予期せぬ遭遇に、さすがの『歩く図書館』も一瞬まごついた。
「え、ええ。天気がいいからたまには散歩しようと思ってね。」
「たまには散歩しないと紫もやしが紫カイワレになっちまうからな!」
魔理沙はいたずらっぽく笑う。こいつは一言多い。
が、それは現在比較的どうでもいい。
「それよりあなた、いい加減本返してよね!」
無理とわかっているので、思い切って言ってみることにした。
実験が無意味になることはない。
「あ~。あの魔法もまだ、その魔法まだ、成功してなくて」
言うや否や、パチュリーが風に遊ばれている金髪につかみ掛かる。
「い゛ででででで!!何すんだよぉ!」
おーこわいこわい。そのまま少し握る力を弱めて、手を引き抜く。
「あなた返す気あるの?同じ魔法使いとして恥ずかしいわ・・」
「ま、まぁ・・・。これから霊夢と約束があるから・・。じゃぁな!」
「ちょっと待ってよ!」
魔理沙は帚にまたがり空高く飛び上がった。
「そうカッカすんなって。怒りすぎると紫もやしが赤もやしになっちまうぜ。」
まったくもってこいつはすごい頭の構造をしている。
とりあえず、第一目的は達成したのでよしとしよう。
パチュリーが先ほどつかみかかった右手を開くと、さらさらの長い金髪が7本、
指の間に引っかかっていた。
「これだけあれば『実験』材料としては充分すぎるほどね。

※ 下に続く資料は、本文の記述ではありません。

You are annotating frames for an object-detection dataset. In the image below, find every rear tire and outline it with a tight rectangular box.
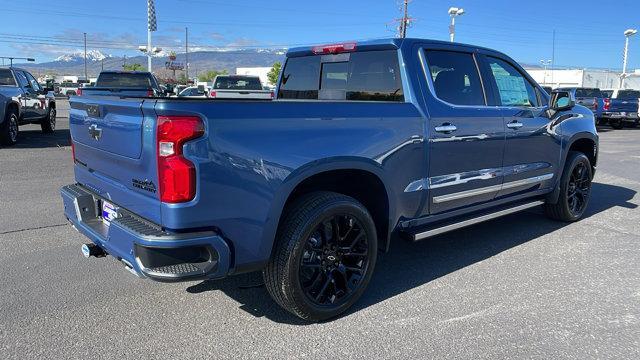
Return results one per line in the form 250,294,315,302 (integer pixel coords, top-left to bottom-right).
40,107,57,134
262,192,378,321
0,110,19,146
545,151,593,222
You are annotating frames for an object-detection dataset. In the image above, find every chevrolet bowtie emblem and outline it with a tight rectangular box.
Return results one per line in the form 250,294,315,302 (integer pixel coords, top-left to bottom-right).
89,124,102,141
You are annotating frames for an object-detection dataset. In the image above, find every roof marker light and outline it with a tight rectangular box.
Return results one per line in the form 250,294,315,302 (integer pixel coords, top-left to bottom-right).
311,42,356,55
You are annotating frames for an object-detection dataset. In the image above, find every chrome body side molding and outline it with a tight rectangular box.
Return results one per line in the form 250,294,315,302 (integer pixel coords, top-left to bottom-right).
412,200,544,241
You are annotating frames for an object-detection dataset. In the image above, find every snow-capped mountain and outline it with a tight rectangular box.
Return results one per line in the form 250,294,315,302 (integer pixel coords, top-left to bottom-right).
54,50,111,62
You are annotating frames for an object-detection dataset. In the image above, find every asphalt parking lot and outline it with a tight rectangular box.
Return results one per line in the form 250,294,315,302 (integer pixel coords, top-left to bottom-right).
0,104,640,359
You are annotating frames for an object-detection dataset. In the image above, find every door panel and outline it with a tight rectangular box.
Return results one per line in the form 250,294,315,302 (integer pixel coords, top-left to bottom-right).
485,56,561,197
425,50,505,214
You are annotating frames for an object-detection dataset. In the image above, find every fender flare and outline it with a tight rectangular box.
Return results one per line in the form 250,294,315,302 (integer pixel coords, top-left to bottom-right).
249,157,396,272
546,131,599,204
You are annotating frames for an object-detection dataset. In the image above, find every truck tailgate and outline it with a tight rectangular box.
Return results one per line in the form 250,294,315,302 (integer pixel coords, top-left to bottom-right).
69,96,161,223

」
そうつぶやくと、持ってきた小ビンに収穫物を詰め、念のため氷の魔法で
封印を施し、発泡スチロールの箱に入れた。
次に向かうは博霊神社。ここの巫女に特に恨みがあるわけではないが、
実験材料としては申し分ないだろう。
程なくして博霊神社に到着。
「出たーーもやしのお化けだぜ!逃げろ逃げろー!」
そういうと数刻前別れたばかりの金髪の魔法使いは、再び帚にまたがると
深い森めがけてすっとんで行った。
どこまで人の神経を逆撫でする奴なんだ・・。
なんて考えていると、大きな紅いリボンを戴く少女、博麗霊夢が神社の
縁側に腰掛けていた。
「あら・・。珍しいお客さんね。
えっとエプロンをつけてたのが咲夜で、紫の髪がパチュリーで・・」
「ごほん・・。私は紛れも無くパチュリーよ。咲夜からメイド服を借りてきたのよ。」
「せっかくいらっしゃったんだから、おやつをご馳走するわ。」
「本当は魔理沙と食べるつもりだったんだけど。」
そう言うと、麦茶と紅白の饅頭2つずつが載ったお盆を縁側に置いた。
饅頭か・・。なぜか白黒の魔法使いを連想してしまうのよね。そしてこの色・・。
「遠慮はいらないのよ。長旅大変だったんでしょ?」
「え、ええ・・。」
いや、そんな身体の疲れ以上にずっと悩んでいることがあるのだ。
ここは思い切って・・。
「ね、ねぇ霊夢?」「ん?」
「ま、魔理沙のことなんだけど・・。霊夢って魔理沙と仲がいいのね。」
「え?ま、まぁ。あなたから見たらそうかもね。」
「霊夢って、魔理沙のことどう思ってるの?」
「んー、強引で自分勝手だし、気に障ることも言われるけど、
好奇心が旺盛なとこもあるわね。でも困った時には一目散に駆けつけるわ。
本人は人助けしたいのか、ただの好奇心か
怪しいけど、いざとなったら頼りになる奴よ。」
「ふ、ふーん・・・」
気にしない素振りで麦茶をすする。
「どーしたの?もしかして、パチェは魔理沙のことが・・?」
「な、何言ってるのよ!そんなわけないでしょ!だいたいアイツは、
私の本何冊、いや何十冊も借りていってまだ3冊しか返しにきたことないのよ!」
「だーからアイツ逃げてったのか・・。わかったわ。せっかくここまで来たんだから
後で私と一緒に魔理沙の家に行かない?ね?」
「う、うん・・。」
少し気まずそうに返事をする。
「ここ留守にしていいのかしら?」
「仕方が無いからアイツに頼むわ。」
霊夢の視線の先には、足元がおぼつかない仔鬼、伊吹萃香の姿が。
「巫女巫女れーむ!みこみこれーむ!み・こ・み・こ・れーむ!ハーイッ!」
長いオレンジ色の髪の束を振り回し、顔を赤くし、笑顔でふらついている。
どうやら昼間から酔っ払っているようだ。
「ちょっとすいか!後で私パチェと出かけるから酔い醒ましなさいよ!」
「ぺったんぺったん・・つ、つるぺたっていうなぁああああ!」
「だ、大丈夫なの・・?」
何に対して怒っているのかパチュリーにはわからない。
そういうや否や、霊夢は4枚のお札を萃香の周りに飛ばして拘束した。
緋想天に出てくる警醒陣にはさまれたものと想像願いたい。
更に十数枚の小さなお札が飛んで行き、額と後頭部に突き刺さる。
「い゛っ、い゛でええええ!? 何するんだよれいむー!?」
「もう一度言うわ。パチュリーと魔理沙の家に行ってくるから。留守番お願いね。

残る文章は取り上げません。